Date of Experiment: 15 February 2018

Experiment Title: E.Z.N.A Tissue DNA Protocol

Rationale/ Purpose: The goal of this experiment was to isolate the DNA from the cells we obtained from the last experiment. Also in this lab, we learned the purpose of each of the solutions we added to our sample.

Procedure: In our experiment, no change was made to the protocol given except for when we had to spin the Ludox cell layer for 5 minutes at 3000g. Instead, we spun the tube at 13000g.

Spin the tube for 5 minutes at 3000g (we spun at 13000g). Remove the supernatant and add 1 mL of PBS and resuspend using a vortex. Spin the tube for another 5 minutes at 3000g and remove the supernatant. Add 100 uL of PBS into each tube and vortex. Combine the cells into one tube using a pipette. Obtain 20 uL of the cells and place it in a separate tube. Add 20 uL of Iodine and observe 5- 2uL drops under a microscope.

Add 25 uL of OB Protease Solution to the cells and vortex. Add 220 uL of the BL Buffer and incubate the tube at 70°C for 10 minutes in the heat block. After 10 minutes, add 220 uL of ethanol and vortex. Place this sample into a collection tube with a HiBind DNA Mini Column. Centrifuge the tube at 10000g for 1 minute. Throw away the liquid in the collection tube and add 500 uL of HBC Buffer into the column. Centrifuge the tube at 10000g for 30 seconds. Throw away the liquid in the collection tube and place the column into another collection tube. Add 700 uL of DNA Wash Buffer and centrifuge at 10000g for 30 seconds. Throw away the liquid in the collection tube and add another 70 uL of DNA Wash Buffer. Centrifuge at 10000g for another 30 seconds and throw away the liquid in the collection tube. Place HiBind DNA Mini Column with the empty collection tube back into the centrifuge for 2 minutes at 10000g.

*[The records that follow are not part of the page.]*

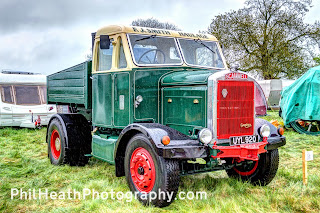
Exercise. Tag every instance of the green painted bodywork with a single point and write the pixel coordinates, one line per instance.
(72, 85)
(114, 93)
(186, 111)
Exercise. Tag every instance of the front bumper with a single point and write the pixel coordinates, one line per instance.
(190, 149)
(275, 142)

Place the HiBind DNA Mini Column into a labeled 1.5 mL microcentrifuge tube. Place 100 uL of Elution Buffer from the heat box (at 70°C) into the tube and let rest for 2 minutes. Centrifuge for 1 minute at 10000g. Throw away the column and place the labeled tube in the rack.

Observation/Data/Results: When observing the cells with the iodine under the microscope, we found many cells of different sizes and shapes. Our group (group 6) was unable to do a cell count because there were too many cells (>100) in each drop.

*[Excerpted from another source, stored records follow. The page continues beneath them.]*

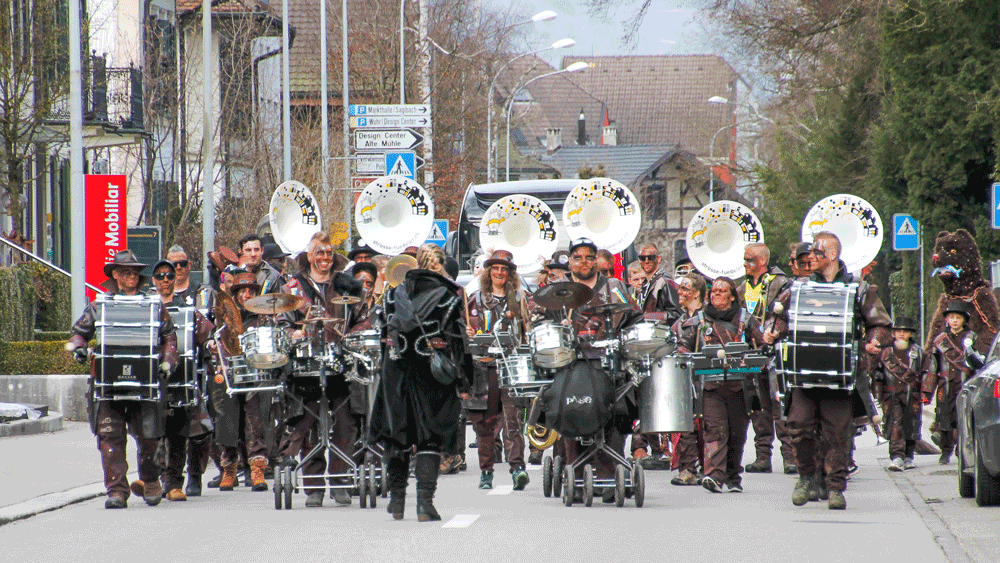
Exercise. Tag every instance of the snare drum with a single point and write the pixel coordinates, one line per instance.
(552, 345)
(265, 347)
(645, 339)
(821, 348)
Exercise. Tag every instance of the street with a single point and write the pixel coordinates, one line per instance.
(912, 516)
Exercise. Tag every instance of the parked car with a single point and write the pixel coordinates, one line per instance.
(978, 446)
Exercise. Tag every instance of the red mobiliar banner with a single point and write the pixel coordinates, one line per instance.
(105, 232)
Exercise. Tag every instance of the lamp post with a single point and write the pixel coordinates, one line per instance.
(577, 66)
(490, 172)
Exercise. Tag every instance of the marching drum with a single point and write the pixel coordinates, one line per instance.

Interpretation/Conclusion/ Next Steps: In addition to following the protocol given, we were able to gain a better understanding of the procedure we were following and why we added certain solutions. By spinning the tube at 13000g rather than 3000g could possibly create an error in our overall experiment. In the next lab, we will look at the DNA we extracted from the cells and possibly do a gel electrophoresis.

Sample Storage:  We labeled our tube with our group number (6), section (22), and initials (LBP).